Wednesday, March 23, 2016

Good bye My Murphy

Last Friday we said good bye to our Big M. My Murphy man, big bubba. He had just fallen apart and was struggling just to make it through the day any more.

We had our vet come out to our house because the vet's office scared Murphy so badly I couldn't stand the idea of bringing him there for his last moments.

The day had started off cloudy and cool but at 11 the sun came out and we spent almost an hour sitting outside with Murphy letting him sniff and enjoy the sun. It was heartbreaking to lose him and the hardest part of being a dog owner but I do feel that it was the right decision, it was his time.

It's been so hard on my husband. Murphy was his buddy and the loss has been rough.

Surprisingly Lizzy hasn't had much reaction at all. I had expected her to be concerned that he wasn't around anymore but she hasn't mentioned it at all and just keeps going like all is normal. I guess when you're two, it is normal.

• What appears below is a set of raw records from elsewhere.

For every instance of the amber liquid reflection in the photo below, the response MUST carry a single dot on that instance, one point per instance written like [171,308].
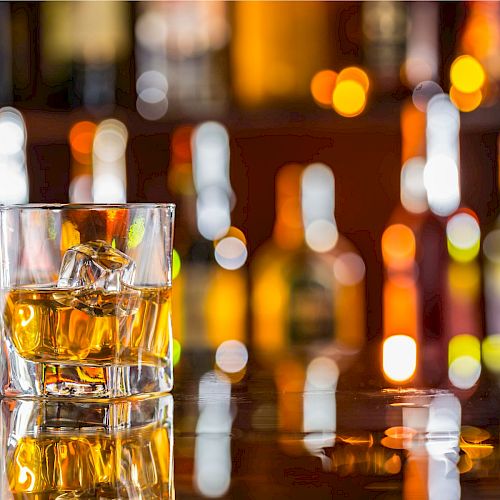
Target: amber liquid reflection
[55,325]
[117,450]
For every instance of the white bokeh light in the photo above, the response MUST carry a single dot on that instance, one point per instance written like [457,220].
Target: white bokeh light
[442,183]
[321,235]
[463,231]
[231,253]
[413,192]
[231,356]
[110,141]
[399,357]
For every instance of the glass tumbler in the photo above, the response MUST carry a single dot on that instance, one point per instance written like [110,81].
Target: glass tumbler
[121,448]
[86,300]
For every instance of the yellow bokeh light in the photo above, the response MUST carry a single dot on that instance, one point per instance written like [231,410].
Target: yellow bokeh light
[463,236]
[466,102]
[466,74]
[355,74]
[349,98]
[399,358]
[464,361]
[322,86]
[491,352]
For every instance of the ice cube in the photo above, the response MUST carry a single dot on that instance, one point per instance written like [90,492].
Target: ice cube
[96,264]
[99,278]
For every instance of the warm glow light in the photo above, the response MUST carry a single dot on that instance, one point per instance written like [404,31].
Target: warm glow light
[81,138]
[349,269]
[349,98]
[177,350]
[491,352]
[322,86]
[463,236]
[465,102]
[413,192]
[398,246]
[399,358]
[231,356]
[236,233]
[491,246]
[464,361]
[321,235]
[231,253]
[355,74]
[466,74]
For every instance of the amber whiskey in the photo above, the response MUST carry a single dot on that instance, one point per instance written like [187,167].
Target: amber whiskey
[132,464]
[89,327]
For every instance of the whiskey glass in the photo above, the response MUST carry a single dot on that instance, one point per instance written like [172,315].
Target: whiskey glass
[85,295]
[53,449]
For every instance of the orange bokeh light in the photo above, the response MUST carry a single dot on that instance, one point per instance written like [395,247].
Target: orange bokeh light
[398,246]
[322,87]
[355,74]
[181,144]
[465,102]
[81,139]
[349,98]
[467,74]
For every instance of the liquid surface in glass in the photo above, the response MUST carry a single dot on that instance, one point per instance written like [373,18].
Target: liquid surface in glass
[89,327]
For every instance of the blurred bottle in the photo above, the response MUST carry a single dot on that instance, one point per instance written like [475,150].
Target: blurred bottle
[384,30]
[308,281]
[182,58]
[491,278]
[83,45]
[14,182]
[211,287]
[291,48]
[402,316]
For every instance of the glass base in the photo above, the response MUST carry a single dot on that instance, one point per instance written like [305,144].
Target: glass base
[23,378]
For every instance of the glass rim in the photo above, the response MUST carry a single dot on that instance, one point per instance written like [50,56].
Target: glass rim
[86,206]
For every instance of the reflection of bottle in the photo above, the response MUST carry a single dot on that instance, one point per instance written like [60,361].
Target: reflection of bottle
[101,450]
[308,284]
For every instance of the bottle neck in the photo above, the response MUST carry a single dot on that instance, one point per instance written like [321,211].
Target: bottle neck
[288,230]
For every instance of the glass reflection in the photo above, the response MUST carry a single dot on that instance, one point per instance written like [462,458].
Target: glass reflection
[54,449]
[212,455]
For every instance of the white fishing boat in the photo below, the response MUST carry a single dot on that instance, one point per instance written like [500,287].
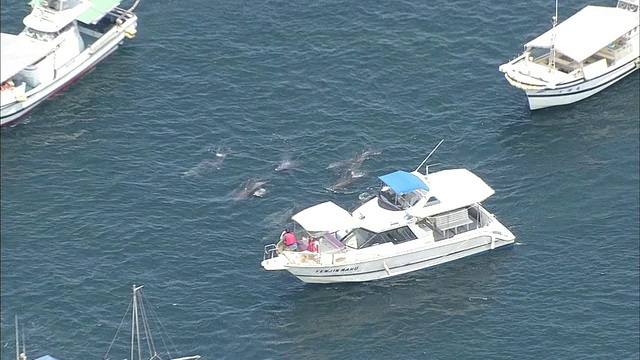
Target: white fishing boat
[23,355]
[62,41]
[143,345]
[585,54]
[416,221]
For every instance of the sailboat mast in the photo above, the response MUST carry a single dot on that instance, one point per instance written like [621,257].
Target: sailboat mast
[17,341]
[133,321]
[24,349]
[135,309]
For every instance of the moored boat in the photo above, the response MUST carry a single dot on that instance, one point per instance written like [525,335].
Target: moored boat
[583,55]
[62,41]
[416,221]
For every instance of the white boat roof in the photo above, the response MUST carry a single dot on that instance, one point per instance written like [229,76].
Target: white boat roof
[48,20]
[588,31]
[454,189]
[327,216]
[18,52]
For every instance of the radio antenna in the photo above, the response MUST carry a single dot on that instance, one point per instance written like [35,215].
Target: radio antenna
[428,156]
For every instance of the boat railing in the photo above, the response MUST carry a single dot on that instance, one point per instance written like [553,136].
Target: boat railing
[270,251]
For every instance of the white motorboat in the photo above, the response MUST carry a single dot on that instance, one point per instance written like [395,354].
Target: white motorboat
[62,41]
[143,345]
[416,221]
[579,57]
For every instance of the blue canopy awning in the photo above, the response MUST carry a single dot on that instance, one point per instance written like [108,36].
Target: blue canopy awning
[403,182]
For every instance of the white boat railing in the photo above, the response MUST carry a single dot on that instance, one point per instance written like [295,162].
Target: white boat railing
[270,251]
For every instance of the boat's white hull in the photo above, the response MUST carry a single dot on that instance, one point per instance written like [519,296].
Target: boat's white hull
[465,245]
[577,90]
[84,63]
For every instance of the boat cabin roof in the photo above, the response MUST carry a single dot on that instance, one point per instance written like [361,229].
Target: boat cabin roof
[327,216]
[448,190]
[53,15]
[451,189]
[588,31]
[18,51]
[402,182]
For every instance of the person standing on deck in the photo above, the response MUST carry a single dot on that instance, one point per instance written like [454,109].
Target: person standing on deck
[290,240]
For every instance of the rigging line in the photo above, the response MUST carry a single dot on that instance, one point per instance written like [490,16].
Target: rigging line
[166,334]
[119,327]
[147,328]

Ali has also surprised me. She has never been that much of a dog person and both Murphy and our previous dog Maggie were always just background input for her, there, but not that important. When I first told her that Murphy had died, she cried but was mostly confused and kept asking 'so, we don't have a dog anymore?' And was more concerned about the change in the family identity, as one with a dog to one without, than she was about losing Murphy. After a couple days she processed it a bit more and started asking about Murphy more specifically, and saying she missed him and wanted him back.

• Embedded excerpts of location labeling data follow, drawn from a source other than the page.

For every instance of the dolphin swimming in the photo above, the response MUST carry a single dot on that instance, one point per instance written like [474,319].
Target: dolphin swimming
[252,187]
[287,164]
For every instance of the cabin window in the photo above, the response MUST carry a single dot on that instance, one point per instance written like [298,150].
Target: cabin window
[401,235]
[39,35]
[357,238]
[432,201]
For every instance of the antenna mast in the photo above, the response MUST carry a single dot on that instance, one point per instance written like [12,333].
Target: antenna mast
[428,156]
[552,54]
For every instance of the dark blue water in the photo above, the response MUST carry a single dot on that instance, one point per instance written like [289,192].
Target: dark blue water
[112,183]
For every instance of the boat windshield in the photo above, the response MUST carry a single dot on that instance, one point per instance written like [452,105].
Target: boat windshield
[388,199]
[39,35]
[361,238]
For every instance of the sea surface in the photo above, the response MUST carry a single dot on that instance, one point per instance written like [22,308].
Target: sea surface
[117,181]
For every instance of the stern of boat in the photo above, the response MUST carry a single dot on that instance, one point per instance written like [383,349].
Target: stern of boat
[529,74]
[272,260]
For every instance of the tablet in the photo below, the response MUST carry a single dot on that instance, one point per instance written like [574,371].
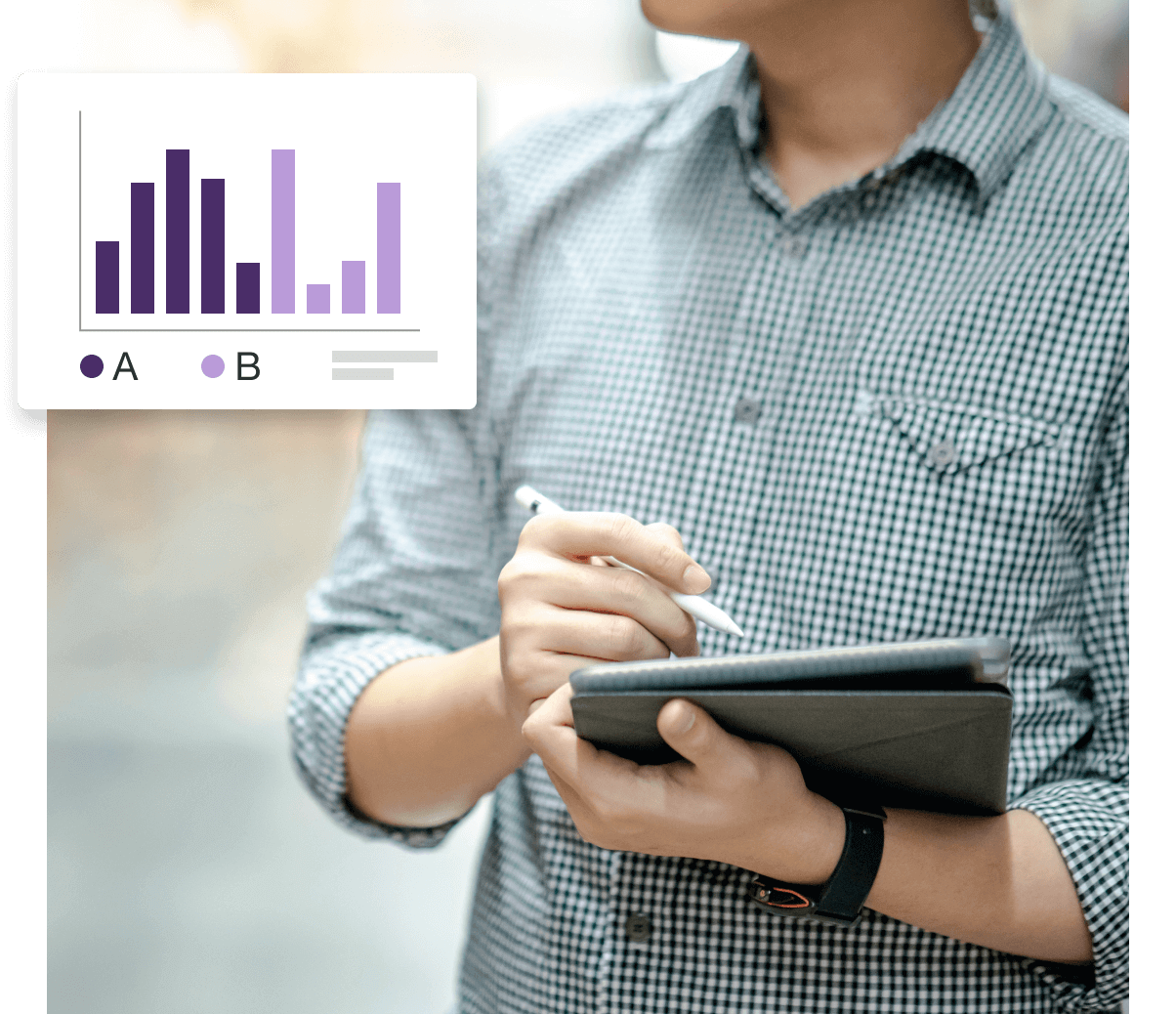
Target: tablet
[922,725]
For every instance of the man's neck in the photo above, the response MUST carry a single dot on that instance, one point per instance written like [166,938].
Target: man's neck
[843,82]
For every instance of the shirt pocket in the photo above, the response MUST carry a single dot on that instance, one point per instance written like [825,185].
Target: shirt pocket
[949,438]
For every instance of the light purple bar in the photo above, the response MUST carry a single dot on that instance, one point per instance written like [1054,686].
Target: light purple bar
[281,230]
[387,247]
[317,299]
[353,286]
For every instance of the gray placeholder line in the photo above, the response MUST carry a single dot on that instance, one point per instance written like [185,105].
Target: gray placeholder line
[368,373]
[384,357]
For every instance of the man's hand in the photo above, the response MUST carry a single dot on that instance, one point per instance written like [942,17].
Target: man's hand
[560,613]
[731,800]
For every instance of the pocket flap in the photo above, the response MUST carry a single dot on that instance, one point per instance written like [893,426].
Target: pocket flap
[949,438]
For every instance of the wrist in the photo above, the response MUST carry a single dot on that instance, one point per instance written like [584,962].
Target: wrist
[805,845]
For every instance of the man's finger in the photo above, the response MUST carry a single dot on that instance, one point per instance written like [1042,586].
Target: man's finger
[583,534]
[693,733]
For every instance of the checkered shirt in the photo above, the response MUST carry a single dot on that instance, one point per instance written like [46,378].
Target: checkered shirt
[899,412]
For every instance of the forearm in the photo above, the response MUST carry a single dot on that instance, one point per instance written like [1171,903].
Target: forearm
[1000,882]
[430,737]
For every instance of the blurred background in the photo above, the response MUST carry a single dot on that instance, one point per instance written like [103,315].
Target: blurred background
[188,869]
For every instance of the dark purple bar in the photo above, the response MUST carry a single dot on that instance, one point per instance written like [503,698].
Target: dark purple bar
[212,246]
[317,299]
[177,224]
[248,288]
[105,276]
[353,286]
[143,247]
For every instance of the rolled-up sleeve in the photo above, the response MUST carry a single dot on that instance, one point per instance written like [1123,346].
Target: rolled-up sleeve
[1088,812]
[410,577]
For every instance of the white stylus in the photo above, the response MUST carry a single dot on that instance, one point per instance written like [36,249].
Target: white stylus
[695,605]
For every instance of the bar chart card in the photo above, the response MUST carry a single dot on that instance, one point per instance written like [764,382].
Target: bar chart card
[247,241]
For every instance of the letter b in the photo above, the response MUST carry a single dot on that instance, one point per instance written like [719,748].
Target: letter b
[242,364]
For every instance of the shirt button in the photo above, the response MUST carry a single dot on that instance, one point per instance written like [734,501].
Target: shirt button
[639,928]
[747,410]
[944,453]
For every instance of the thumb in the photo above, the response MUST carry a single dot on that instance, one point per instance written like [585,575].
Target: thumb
[692,732]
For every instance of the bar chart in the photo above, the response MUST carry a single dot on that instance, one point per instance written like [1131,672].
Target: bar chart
[263,221]
[211,239]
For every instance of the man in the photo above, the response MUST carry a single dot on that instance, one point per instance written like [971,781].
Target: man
[851,316]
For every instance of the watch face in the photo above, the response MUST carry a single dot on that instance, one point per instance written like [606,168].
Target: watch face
[777,898]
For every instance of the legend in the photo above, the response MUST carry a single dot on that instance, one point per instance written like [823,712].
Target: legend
[247,241]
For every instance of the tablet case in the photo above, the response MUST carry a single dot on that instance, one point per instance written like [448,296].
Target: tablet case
[923,725]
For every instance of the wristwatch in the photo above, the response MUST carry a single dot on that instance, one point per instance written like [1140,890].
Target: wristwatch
[839,900]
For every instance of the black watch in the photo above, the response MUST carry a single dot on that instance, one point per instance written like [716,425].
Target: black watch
[839,900]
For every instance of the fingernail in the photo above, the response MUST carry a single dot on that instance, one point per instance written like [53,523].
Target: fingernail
[695,580]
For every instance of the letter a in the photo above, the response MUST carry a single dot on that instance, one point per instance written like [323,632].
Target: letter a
[128,368]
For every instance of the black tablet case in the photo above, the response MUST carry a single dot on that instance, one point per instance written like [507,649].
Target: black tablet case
[922,726]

Four year old's are a tough mix of emotional and literal.

I told her that Murphy had died and gone to heaven. Her response was that she wished heaven wasn't so far away because she missed Murphy and wanted him back. I told her heaven wasn't far, that heaven was in our hearts and Murphy would always be with her. She asked, isn't it dark in there? (i.e. Murphy is in her heart, in a literal sense.) It's awfully hard to cry and laugh at the same time while trying to stay serious with a four year old asking questions about death and heaven.

She asked if I could make a picture for her of Murphy so when she missed him she could look at it. Sometimes it is amazing to me how God puts things in our way. Friday morning getting ready for school, the girls watched a disney show about being homesick and the little girl drew a picture of her family to have with her when she missed them. I told her that was perfect and I would be happy to make a picture of her and Murphy.

We miss you Murphy and will see you again.